Diet menu with green peas
This "green" diet is calculated for a week (7 days). During this time absolutely no feeling of hunger, you can easily rid yourself and your body from 3-4 unnecessary pounds. During this diet you will be able to choose products from the list for each meal and one main dish at lunch. The interval between meals about 2-3 hours, and it is not advisable to eat before going to sleep, calculate, and this time about 3 hours. Like many other diets, does not include a full lunch, as we all understand, you have Breakfast, during the day, twice bitten, and in the evening a light dinner.
Breakfast (daily for weeks)
1. 30 grams of muesli, one Apple, 12 Cup low fat milk drink.
2. Bread with bran, low-fat cottage cheese 30 gram mixed with chopped parsley and dill.
3. One slice of rye bread, 2 tsp jam or honey, 10 grams of butter.
Snack (twice a day)
1. a quarter of a kilogram of plums or 150 grams natural low-fat yogurt.
2. A glass of nonfat yogurt, or fresh juice (Apple or orange).
3. 125 grams of grapes, 1 pear.
The evening meal (dinner)
1. A slice of cheese, a slice of bran bread, and unlimited number of radishes
2. Slice of rye bread, salad of fresh apples.
3. Any one main dish.
1. Baked potato 1 piece and 200 grams of green peas.
2. Cutlet of beef and 200 grams of green peas.
3. Omelet consisting of 3 proteins and 2 egg yolks with green peas.
4. Soup of any non-starch vegetables with green peas.
5. Cream soup of green peas with the addition of mushrooms.
6. Boiled rice and green peas (in the ratio of 100 to 100).
7. Corn and peas (100 100) mixed with yogurt (fat content of not more than 2.5%) and parsley or dill.
also kindly requested to limit yourself to such a drink as coffee, but if it is so needed, it is better to confine light its versions (two servings daily espresso or Americano).

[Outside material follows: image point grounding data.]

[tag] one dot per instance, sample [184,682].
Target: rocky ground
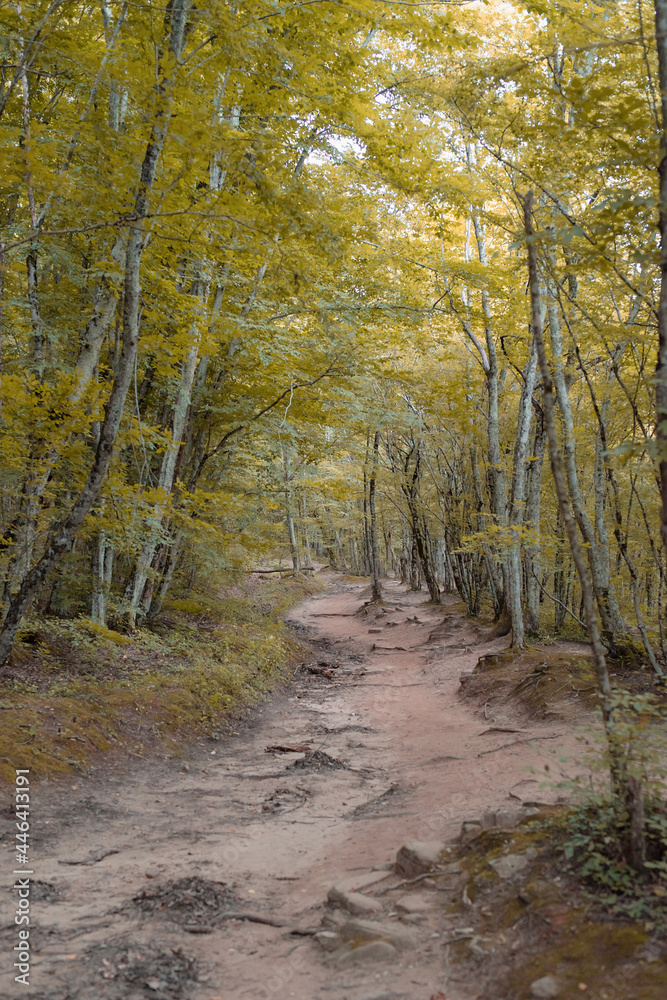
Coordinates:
[309,854]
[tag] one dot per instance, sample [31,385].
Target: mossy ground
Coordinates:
[543,923]
[73,690]
[551,682]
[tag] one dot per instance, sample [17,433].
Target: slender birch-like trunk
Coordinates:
[612,622]
[63,533]
[583,572]
[376,586]
[517,507]
[661,368]
[532,519]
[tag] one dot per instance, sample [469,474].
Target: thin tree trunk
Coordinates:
[532,548]
[376,586]
[560,483]
[661,368]
[63,533]
[517,507]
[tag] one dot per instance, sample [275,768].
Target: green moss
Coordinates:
[183,675]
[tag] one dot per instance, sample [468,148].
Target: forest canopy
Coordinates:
[377,283]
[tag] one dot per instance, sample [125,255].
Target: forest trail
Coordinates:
[281,829]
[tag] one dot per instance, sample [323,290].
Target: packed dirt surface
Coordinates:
[179,878]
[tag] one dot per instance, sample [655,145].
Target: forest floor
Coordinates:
[207,875]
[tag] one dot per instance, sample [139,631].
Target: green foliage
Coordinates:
[95,689]
[595,835]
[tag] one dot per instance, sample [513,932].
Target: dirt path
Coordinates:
[280,829]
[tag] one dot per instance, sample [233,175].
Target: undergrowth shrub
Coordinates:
[615,841]
[81,688]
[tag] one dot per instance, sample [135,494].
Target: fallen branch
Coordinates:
[304,569]
[93,859]
[414,881]
[255,918]
[529,739]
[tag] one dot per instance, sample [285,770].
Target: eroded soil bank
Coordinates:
[138,873]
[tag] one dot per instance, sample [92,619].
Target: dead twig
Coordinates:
[529,739]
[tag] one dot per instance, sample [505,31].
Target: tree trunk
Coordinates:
[532,548]
[517,507]
[63,533]
[661,368]
[376,586]
[602,674]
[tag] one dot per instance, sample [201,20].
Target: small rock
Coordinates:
[509,865]
[355,883]
[418,857]
[333,919]
[354,902]
[470,828]
[414,902]
[545,988]
[329,940]
[373,952]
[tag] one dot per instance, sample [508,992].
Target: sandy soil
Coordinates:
[278,835]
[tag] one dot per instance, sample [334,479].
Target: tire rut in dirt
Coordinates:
[125,969]
[189,902]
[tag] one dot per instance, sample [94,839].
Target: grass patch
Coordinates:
[73,689]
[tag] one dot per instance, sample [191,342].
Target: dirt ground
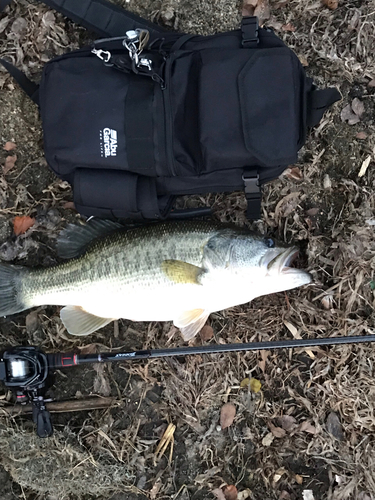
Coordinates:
[309,433]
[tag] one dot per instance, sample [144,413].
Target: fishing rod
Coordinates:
[26,370]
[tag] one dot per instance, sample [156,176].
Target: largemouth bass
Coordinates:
[176,271]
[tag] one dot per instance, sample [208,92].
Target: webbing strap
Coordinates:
[27,85]
[318,102]
[100,16]
[139,126]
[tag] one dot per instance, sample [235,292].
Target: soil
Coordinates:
[110,454]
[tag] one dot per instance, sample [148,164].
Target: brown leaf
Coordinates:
[361,135]
[230,492]
[10,161]
[348,115]
[288,27]
[219,494]
[331,4]
[9,146]
[358,107]
[307,427]
[288,423]
[334,427]
[227,414]
[22,223]
[207,333]
[277,431]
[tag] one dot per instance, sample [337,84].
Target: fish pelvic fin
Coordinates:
[79,322]
[181,272]
[10,299]
[191,322]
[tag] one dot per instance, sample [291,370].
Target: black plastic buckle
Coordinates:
[253,195]
[250,32]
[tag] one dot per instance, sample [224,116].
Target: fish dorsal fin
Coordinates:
[191,322]
[182,272]
[79,322]
[74,239]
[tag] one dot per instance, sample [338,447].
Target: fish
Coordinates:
[180,271]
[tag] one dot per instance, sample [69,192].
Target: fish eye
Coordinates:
[269,242]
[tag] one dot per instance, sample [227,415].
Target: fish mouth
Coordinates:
[279,261]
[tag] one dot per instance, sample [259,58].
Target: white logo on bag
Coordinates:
[108,142]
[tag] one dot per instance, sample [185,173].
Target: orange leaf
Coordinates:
[22,223]
[9,163]
[9,146]
[228,412]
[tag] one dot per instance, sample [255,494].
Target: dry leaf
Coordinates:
[277,431]
[230,492]
[298,478]
[331,4]
[227,414]
[218,492]
[207,333]
[9,146]
[288,27]
[10,161]
[288,423]
[358,107]
[268,439]
[334,427]
[262,364]
[255,385]
[22,223]
[364,166]
[245,383]
[307,427]
[361,135]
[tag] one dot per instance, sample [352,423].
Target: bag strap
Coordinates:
[31,88]
[318,101]
[100,16]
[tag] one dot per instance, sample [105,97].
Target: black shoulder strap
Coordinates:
[100,16]
[318,102]
[31,88]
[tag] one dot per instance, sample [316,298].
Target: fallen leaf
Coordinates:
[298,478]
[331,4]
[358,107]
[307,427]
[227,414]
[218,492]
[9,146]
[348,115]
[22,223]
[255,385]
[361,135]
[262,364]
[277,431]
[268,439]
[334,427]
[364,166]
[230,492]
[288,27]
[10,161]
[245,383]
[207,333]
[288,423]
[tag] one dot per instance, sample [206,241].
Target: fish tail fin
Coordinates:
[10,301]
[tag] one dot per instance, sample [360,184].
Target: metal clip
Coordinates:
[104,55]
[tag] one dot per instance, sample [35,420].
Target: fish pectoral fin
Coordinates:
[79,322]
[182,272]
[191,322]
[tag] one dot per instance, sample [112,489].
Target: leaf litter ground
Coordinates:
[309,431]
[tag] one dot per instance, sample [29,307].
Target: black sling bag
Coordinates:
[144,114]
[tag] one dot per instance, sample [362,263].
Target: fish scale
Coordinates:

Well, the normal daily fluid intake you have to increase almost up to two liters and more efficient, if it's just pure water, not mineral. Add fresh lemon or lime the citrus fruits contain essential vitamins and are easy help in your efforts to lose weight.
since our diet is only a week particular a lack of vitamins you will not feel, but for your peace of mind we recommend to drink vitamin E.
one of the benefits of a "green diet" is the fact that you can exercise without harm to slimming the body, physical activity remains at normal level.
As any other side of the coin, so here is the flip side is minus, but it all depends on what diet you had before this diet. The most significant disadvantage is bloat, but only if your previous diet was, or protein, or poor in fruits and vegetables, in General, these unpleasant sensations are on the third or fourth day of the diet.
it is Necessary to remember that any diet should be agreed with your doctor.